俞悦忍了,否则怎么办,亲回去?将信扔给咸晏,淡然说道:“但没说占哪个山头?许国公占了南阳郡,墨国公不能输给他吧?或者把整个东阳郡占了?”
东阳郡挨着京城邯郸,这等于占到皇帝罗擎受的腋下,能行?那要不要连邯郸一块占?
咸晏看完给咸清,一脸匪气的笑道:“具体面议。”
咸清看完给管士腾,严肃的问:“那他在南阳郡做什么?”
南阳郡是许国公的,他有这么大理想,应该二话不说来投奔主公,开疆拓土,建功立业。而不是写封信说想见主公。
管士腾轻飘飘引用咸晏的话:“面议。”
俞悦说句公道话:“能说出这番话想有一番作为,比那些让主公去死的强多了。不过墨国把地占了,他这么激动以后准备做什么?”
咸晏文武双全,最近又颇受钟国令的熏陶:“记得以前国有相,他等着做国相。”
一阵沉默。倒不在乎谁做什么,让他们做国令也做不了。
俞悦看着庄上弦,这种事儿以后肯定还会有。刘云芳不仅是旧部,关键还有救命之恩。
庄上弦下令:“寡人夏天去巩州,信就不写了。”
南宫瘠领命:“准备好我就去南阳郡,当面转告。对了,刘云芳有个女儿,专门让我见了,还问怎么样。
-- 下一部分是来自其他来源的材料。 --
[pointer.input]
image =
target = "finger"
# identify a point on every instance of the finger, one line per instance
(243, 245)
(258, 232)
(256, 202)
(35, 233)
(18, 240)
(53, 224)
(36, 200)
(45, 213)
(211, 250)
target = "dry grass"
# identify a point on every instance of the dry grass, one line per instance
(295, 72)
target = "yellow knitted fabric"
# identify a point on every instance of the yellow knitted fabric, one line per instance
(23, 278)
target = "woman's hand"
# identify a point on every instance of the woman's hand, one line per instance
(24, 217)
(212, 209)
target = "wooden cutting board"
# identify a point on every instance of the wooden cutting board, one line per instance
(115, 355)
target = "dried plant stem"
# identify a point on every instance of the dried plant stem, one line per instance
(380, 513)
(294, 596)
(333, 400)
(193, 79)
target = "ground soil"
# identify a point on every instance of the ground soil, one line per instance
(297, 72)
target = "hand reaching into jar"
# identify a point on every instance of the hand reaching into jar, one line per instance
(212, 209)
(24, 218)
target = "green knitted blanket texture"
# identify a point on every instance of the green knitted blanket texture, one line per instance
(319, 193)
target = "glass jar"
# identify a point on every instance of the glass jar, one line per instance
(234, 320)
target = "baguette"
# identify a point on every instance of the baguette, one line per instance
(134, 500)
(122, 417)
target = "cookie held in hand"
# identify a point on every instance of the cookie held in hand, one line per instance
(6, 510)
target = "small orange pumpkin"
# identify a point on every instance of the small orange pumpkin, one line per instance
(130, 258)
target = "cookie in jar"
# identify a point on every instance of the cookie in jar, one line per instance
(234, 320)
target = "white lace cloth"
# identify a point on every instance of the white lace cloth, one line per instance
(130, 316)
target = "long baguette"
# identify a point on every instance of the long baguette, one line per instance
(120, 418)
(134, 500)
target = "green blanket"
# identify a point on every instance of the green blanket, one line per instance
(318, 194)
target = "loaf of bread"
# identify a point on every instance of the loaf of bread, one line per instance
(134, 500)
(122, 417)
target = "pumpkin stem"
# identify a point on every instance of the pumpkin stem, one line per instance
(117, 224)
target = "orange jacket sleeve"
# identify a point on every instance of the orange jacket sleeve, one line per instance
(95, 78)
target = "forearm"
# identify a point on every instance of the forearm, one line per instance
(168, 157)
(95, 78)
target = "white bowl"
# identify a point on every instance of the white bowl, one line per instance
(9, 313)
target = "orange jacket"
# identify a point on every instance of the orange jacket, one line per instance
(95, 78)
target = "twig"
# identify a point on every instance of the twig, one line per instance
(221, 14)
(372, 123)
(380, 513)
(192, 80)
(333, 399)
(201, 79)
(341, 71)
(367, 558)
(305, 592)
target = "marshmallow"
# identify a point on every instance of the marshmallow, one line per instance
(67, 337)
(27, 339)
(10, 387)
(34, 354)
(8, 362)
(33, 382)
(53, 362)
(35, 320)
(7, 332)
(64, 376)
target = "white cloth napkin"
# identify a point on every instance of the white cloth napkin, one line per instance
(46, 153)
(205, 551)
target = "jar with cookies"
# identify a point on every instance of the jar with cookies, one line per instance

”
俞悦问:“怎么样?”
南宫瘠看着她突然很古怪,还是据实以告:“刘小妹才七岁,这过了年该八岁了。不知道怎么教养的,摆出一副大将军府大小姐或少夫人的姿态;现在不同了,应该是主母或国夫人的姿态。”
俞悦怒瞪庄上弦,要抱去抱那正宗小萝莉。
庄上弦看着月牙的樱桃小嘴,南宫瘠、咸晏、咸清等赶紧闪。
※※※
春天是个好季节,三天两头下雨,春风不时吹来好消息。
巩州州城的浮桥,最先被冲走。
据说有老百姓放鞭炮,没桥就甘心了。水泊帮肯定会换一种手段,大家先出口恶气不是?
贺高阳死了,贺昌珉奔丧回巩州,蔡州到巩州的路毁了,等抢修好,已经过去大半个月;回到巩州路又坏了,贺昌珉差点没坏在路上。
墨国公府花园,有几棵桃树,几百年的老桃树,开出更娇艳的花。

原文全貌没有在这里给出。